4,000+ years later and they still haven’t figured it out

More than four thousand years ago around 2112 BC, King Ur-Nammu of ancient Sumeria gathered his scribes together to dictate a series of royal decrees, all of which were chiseled onto cuneiform tablets.

A handful of these tablets were discovered and translated in the 20th century, making the Code of Ur-Nammu the oldest known set of laws in the world.

While most of the King’s laws dealt with criminal matters (i.e. requiring the death penalty for both murder and robbery), some of the rules were actually a very early form of price controls.

Hundreds of years later, King Hammurabi of Babylon created his own set of laws, known to history as the Code of Hammurabi.

And while his code is famously known for its principle of ‘an eye for an eye, a tooth for a tooth’, much of Hammurabi’s code also fixed wages, prices, finance, and commerce.

For example, the King decreed that any man who defaults on his debts could pay off his creditors by subjecting his wife, son, or daughter to forced labor for three years… regardless of the size of the loan.

Hammurabi also fixed the price of wholesale grain storage, shipping, divorce, livestock, and even drinks at the local tavern.

There are also several sections devoted to wage controls; Hammurabi saw fit, for example, that a home builder be paid a certain fee that depended only on the size of the house.

Similarly, occupations ranging from farm laborers, ox drivers, shipbuilders, herdsmen, skilled artisans, etc. all had their wages fixed by the Code.

There is also strong historical evidence of price controls in ancient Egypt. The ancient Indian philosopher Vishnugupta’s advised kings to not only fix prices, but fix the maximum profit for traders and businesses.

And the Roman Emperor Diocletian’s infamous Edict on Wages and Prices in the early 300s AD was a complete disaster.

Wage controls, price controls, financial controls, and commercial controls have been vainly imposed by governments for thousands of years. We’ve learned from history that they simply do not work.

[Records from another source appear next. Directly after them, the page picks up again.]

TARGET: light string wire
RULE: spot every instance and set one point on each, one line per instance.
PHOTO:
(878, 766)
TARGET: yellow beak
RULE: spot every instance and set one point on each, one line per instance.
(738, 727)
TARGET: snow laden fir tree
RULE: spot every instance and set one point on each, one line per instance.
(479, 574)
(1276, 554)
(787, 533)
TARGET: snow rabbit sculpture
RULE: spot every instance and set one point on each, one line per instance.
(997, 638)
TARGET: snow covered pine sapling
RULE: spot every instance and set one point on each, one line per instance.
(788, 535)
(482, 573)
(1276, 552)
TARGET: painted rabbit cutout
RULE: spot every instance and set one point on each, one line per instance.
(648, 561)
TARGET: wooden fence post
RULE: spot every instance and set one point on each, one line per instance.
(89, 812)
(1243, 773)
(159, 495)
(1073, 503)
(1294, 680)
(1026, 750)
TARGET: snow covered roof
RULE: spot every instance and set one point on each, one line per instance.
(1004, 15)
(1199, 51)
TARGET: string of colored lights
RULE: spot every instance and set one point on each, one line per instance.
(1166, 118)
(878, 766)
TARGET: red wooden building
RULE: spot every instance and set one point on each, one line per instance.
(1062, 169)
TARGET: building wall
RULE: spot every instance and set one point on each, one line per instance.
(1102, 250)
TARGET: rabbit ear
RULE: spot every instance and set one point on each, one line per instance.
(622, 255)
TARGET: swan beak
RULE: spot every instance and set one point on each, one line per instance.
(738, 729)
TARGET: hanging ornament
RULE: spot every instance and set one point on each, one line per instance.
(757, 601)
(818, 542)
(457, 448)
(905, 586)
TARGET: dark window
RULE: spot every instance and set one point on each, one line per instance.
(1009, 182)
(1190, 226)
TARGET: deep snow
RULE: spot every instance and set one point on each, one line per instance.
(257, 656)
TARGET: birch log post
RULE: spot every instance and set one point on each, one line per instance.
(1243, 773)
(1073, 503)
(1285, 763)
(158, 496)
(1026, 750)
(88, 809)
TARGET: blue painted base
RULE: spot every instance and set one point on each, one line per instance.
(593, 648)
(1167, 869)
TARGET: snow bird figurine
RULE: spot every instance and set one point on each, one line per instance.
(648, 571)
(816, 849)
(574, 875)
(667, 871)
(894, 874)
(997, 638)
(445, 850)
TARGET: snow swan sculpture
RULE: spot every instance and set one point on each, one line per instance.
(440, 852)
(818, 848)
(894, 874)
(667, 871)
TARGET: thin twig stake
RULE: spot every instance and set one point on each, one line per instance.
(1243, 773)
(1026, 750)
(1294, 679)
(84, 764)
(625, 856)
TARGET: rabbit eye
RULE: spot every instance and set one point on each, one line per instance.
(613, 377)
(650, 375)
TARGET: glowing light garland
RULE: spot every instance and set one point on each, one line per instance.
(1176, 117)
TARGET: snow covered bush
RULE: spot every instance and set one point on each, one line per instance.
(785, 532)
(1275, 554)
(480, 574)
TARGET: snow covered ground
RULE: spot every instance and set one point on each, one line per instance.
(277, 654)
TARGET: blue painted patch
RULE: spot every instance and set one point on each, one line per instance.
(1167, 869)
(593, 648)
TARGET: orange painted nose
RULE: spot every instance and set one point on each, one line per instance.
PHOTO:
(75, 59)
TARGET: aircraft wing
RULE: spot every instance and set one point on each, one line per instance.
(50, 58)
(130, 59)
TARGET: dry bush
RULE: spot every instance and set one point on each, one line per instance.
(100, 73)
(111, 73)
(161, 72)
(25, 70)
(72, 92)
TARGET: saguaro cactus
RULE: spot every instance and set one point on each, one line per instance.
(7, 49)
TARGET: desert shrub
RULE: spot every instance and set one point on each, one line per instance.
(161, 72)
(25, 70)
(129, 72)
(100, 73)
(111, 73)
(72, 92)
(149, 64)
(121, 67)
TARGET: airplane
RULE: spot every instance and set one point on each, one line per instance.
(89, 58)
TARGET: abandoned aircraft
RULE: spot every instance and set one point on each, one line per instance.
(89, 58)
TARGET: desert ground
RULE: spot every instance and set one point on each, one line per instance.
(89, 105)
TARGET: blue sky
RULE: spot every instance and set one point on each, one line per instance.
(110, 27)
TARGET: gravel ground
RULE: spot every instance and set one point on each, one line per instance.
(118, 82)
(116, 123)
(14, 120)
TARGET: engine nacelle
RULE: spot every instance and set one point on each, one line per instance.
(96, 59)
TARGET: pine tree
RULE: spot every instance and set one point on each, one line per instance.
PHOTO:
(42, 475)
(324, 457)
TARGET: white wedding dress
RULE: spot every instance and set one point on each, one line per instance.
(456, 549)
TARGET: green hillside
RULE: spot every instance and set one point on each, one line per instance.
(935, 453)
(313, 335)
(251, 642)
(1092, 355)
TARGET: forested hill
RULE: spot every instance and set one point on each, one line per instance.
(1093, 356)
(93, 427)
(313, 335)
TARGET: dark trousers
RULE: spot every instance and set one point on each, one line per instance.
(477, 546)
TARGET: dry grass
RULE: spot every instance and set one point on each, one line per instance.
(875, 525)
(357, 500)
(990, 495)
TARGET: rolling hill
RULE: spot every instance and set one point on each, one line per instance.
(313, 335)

And yet, rather insanely, politicians keep trying these same tactics over and over again, expecting a different result.

Recently I was visited by a close friend of mine from Argentina who often tells me the grim economic tales of his home country.

Argentina is in a perennial state of economic chaos; like Venezuela, it went from being one of the most prosperous countries in the world in the 20th century, to one of the most chaotic.

They’ve confiscated assets, imposed wealth taxes, defaulted on their debt, banned exports, and utterly destroyed their currency.

In local currency terms, inflation in Argentina is 50%… though no one in their right minds actually holds their savings in Argentine pesos.

Inflation is now so bad in Argentina that the government recently imposed a set of price controls.

And my friend informed me that a number of producers, especially in the agricultural sector, have stopped delivering because the government’s price mandate is below their cost of production.

Last but not least, my friend told me that Argentina’s government is also planning to forbid businesses from laying off workers.

Even when a company cannot afford to keep employees because the economic situation is so pitiful, they somehow have to keep paying workers with money they don’t have.

It’s like that old Soviet adage– “we pretend to work, they pretend to pay us.”

These types of measures would almost be comical if they didn’t cause such widespread suffering.

And yet even rich, advanced nations are susceptible to this way of thinking. In fact we’ve seen so much of it over the past 18 months, disguised as public health protocols.

They spent hundreds of billions of dollars to give businesses free “PPP” loans so that workers could continue to be paid to NOT work.

Then the government simply took on that responsibility themselves, paying people directly to stay home and NOT work.

Now they’re trying to force businesses to fire tens of millions of people, even in critical sectors like healthcare and transportation, because of their vaccine status.

Each of these measures is a way for the government to direct the supply and free flow of labor. In other words, they’re essentially wage controls.

We’ve also seen endless examples of other controls.

They forced certain places to close (churches, bars) but allowed others to operate (liquor stores, marijuana dispensaries, social justice riots).

They unilaterally suspended evictions and foreclosures, creating incentives for people to stop paying rent/interest.

And through the central bank, they’ve pumped hundreds of billions of dollars into financial markets, inflating stocks, bonds, housing, etc. to essentially create asset price controls.

The specific tactics are different. But conceptually, this idea of imposing extreme control over economic resources is quite similar to what Argentina has been doing… and what Hammurabi, Ur-Nammu, and Diocletian tried thousands of years ago.

This isn’t rocket science, it’s basic high school economics. Price controls don’t work. Central planning doesn’t work. There’s a reason the Soviet Union doesn’t exist anymore.

Price controls create shortages and inefficiencies. Everyone loses.

Inflation and supply chain dysfunction didn’t happen by accident. They’re the result of fanatical crusaders who never bothered to perform an objective cost/benefit analysis of their wage, price, and commercial controls.

And the more these people try to save the world, the more likely they are to keep wrecking it.